The guy said, ‘No, I saw them real close. I was all done by then. I was all zipped up and coming out.’

‘Did they see you?’

‘I don’t think so. It was pretty dark. There was a shadow.’

‘How far away were you?’

‘Ten feet, maybe.’

Reacher asked, ‘What did you notice?’

‘I told the sheriff,’ the guy said. ‘And the blonde lady.’

‘You answered their questions. That’s not the same thing.’

‘I don’t remember.’

‘Concentrate.’

The guy closed his eyes. He swayed back and forth on his heels. He raised his hand and held it palm out, as if he was steadying himself against the old concrete building. He was using physical cues. He was thinking himself back into the moment.

He said, ‘The first guy was hurrying. He wanted to get in there first. He was unzipping his coat.’

‘Had they been in a group of three before that? Walking together?’

‘I can’t be sure. But I think so. It felt like that. Like suddenly the first guy had bolted ahead, and the other two guys were hustling to keep up.’

‘Suits, right?’

‘No coats at all.’

‘Anything in their hands?’

‘Nothing.’

‘What did you do when all three of them were inside?’

‘I headed back across the road.’

‘Why?’

‘I needed to find my truck. And I didn’t want to stick around.’

‘Why not?’

‘Bad feeling.’

‘From the guys in the suits?’

‘More from the first guy. In the green coat. I didn’t like him.’

Reacher asked, ‘Did you hear anything?’

The guy said, ‘A little shouting and yelling. Like they were fighting.’

‘Where were you when the guys in the suits came out again?’

‘On the other sidewalk.’

‘Anything else?’

The guy said, ‘I shouldn’t be talking about this. They told me not to.’ And then he stepped around Reacher, carefully and elaborately and precisely, and he carried on along the path. Reacher started after him, and then he stopped. Because he heard the soft whisper of a car on the road.

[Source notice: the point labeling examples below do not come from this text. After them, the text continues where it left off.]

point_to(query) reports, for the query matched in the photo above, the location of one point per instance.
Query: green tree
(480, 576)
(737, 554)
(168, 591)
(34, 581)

A quarter-mile away, maybe. He turned and saw lights in the distance, vague diffuse beams bouncing and stabbing through the mist.

Then the gate began to open, not fast, not slow, and silent.

FIFTY-EIGHT

EVIDENTLY JULIA SORENSON had not gotten her phone back. Or her car. Or her reputation. She had not become a hero. Reacher saw a shiny black Crown Vic pull in off the two-lane and drive through the still-moving gate. Its headlight beams turned in a wide arc and it hissed over the concrete roadway and came to a stop on the circle near the main office door. A guy Reacher hadn’t seen before got out of the front passenger seat and opened the rear passenger door. He didn’t seem to say anything. He just pointed with his chin. Like Dawson had.

Julia Sorenson slid out of the back and stood up and stood still. She looked tired in the low light, and a little defeated. A little round-shouldered. The night breeze caught her coat and flapped it open. She was still wearing the new shirt. But her holster was empty. She had surrendered her weapon.

The guy from the front closed her door behind her and slid back in his seat. The car drove off and left her standing there alone. The gate started to open again. The car drove through it, and paused a beat, and turned right, and drove back the way it had come.

The gate closed again behind it. Reacher watched the car until its lights were gone and its whisper had died away to silence. Then he turned around and watched Sorenson.

She stood still for a moment more, and then she went inside. Reacher counted out time in his head, for the greeting from the motherly type at the reception desk, and the smile and the welcome, and the kings and the queens and the twins, and the armchairs, and the floor space, and the majority preferences. All that kind of stuff. We’ve been expecting you. Four minutes, he figured. Maybe less, if the conversation went faster, which he figured it might, because it would be one agent to another. Or maybe more than four minutes, if Sorenson was up on her high horse and asking all kinds of outraged and resentful questions.